Kok Saskia E, Erasmus Corrie E, Scheffer Arthur R T, van Hulst Karen, Rovers Maroeska M, van den Hoogen Frank J A
Department of Otolaryngology-Head and Neck Surgery, Radboud University Nijmegen Medical Centre, Nijmegen, The Netherlands.
Department of Pediatric Neurology, Radboud University Nijmegen Medical Centre, Nijmegen, The Netherlands.
Clin Otolaryngol. 2018 Dec;43(6):1471-1477. doi: 10.1111/coa.13188. Epub 2018 Aug 9.
To evaluate the effectiveness of submandibular duct relocation (SMDR) in drooling children with neurological disorders.
Prospective cohort study.
Academic Outpatient Saliva Control Clinic.
Ninety-one children suffering from moderate to severe drooling.
Direct observational drooling quotient (DQ; 0-100) and caretaker Visual Analogue Scale (VAS; 0-100). Secondary outcome measures were drooling severity (DS) and frequency rating scales.
The DQ at baseline, 8 and 32 weeks postoperatively was 26.4, 12.3 and 10.8, respectively. VAS score decreased from 80.1 at baseline to 28.3 and 37.0 at 8 and 32 weeks after surgery. Median DS at baseline, 8 and 32 weeks was 5, 3 and 4, whereas the drooling frequency median scores were 4, 2 and 2, respectively. Five children required prolonged intubation due to transient floor of the mouth swelling, two of whom developed a ventilator-associated pneumonia. Another child developed atelectasis with postoperative pneumonia. Two more children needed tube feeding because of postoperative eating difficulties for 3 days or suprapubic catheterisation for urinary retention. Children aged 12 years or older (OR = 3.41; P = 0.03) and those with adequate stability and position of the head (OR = 2.84; P = 0.09) appeared to benefit most from treatment.

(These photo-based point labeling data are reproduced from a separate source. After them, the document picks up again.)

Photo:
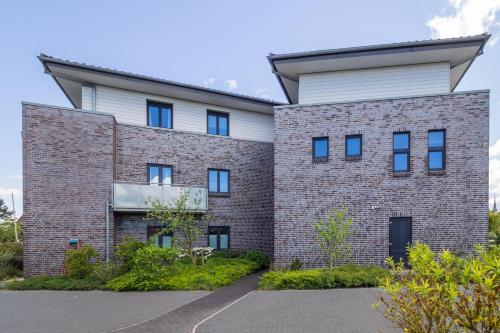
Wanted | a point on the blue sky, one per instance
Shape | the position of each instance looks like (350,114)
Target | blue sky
(221,44)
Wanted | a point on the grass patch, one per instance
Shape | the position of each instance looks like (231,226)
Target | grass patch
(215,273)
(55,283)
(347,276)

Submandibular duct relocation combined with excision of the sublingual glands appears to be relatively safe and effective in diminishing visible drooling in children with neurological disorders, particularly in children aged 12 years and older and those without a forward head posture.
评估下颌下腺导管重定位术(SMDR)对患有神经功能障碍的流涎儿童的疗效。
前瞻性队列研究。
学术性门诊唾液控制诊所。
91名患有中度至重度流涎的儿童。
直接观察流涎商数(DQ;0 - 100)和照料者视觉模拟量表(VAS;0 - 100)。次要观察指标为流涎严重程度(DS)和频率评定量表。
基线时、术后8周和32周的DQ分别为26.4、12.3和10.8。VAS评分从基线时的80.1降至术后8周和32周时的28.3和37.0。基线时、8周和32周的DS中位数分别为5、3和4,而流涎频率中位数分别为4、2和2。5名儿童因口底短暂肿胀需要延长插管时间,其中2名发生呼吸机相关性肺炎。另1名儿童发生肺不张合并术后肺炎。另有2名儿童因术后进食困难3天需要鼻饲或因尿潴留需要耻骨上膀胱造瘘。12岁及以上儿童(OR = 3.41;P = 0.03)以及头部稳定性和位置合适的儿童(OR = 2.84;P = 0.09)似乎从治疗中获益最大。
下颌下腺导管重定位术联合舌下腺切除术在减少神经功能障碍儿童的可见流涎方面似乎相对安全有效,尤其是12岁及以上儿童和无前倾头位的儿童。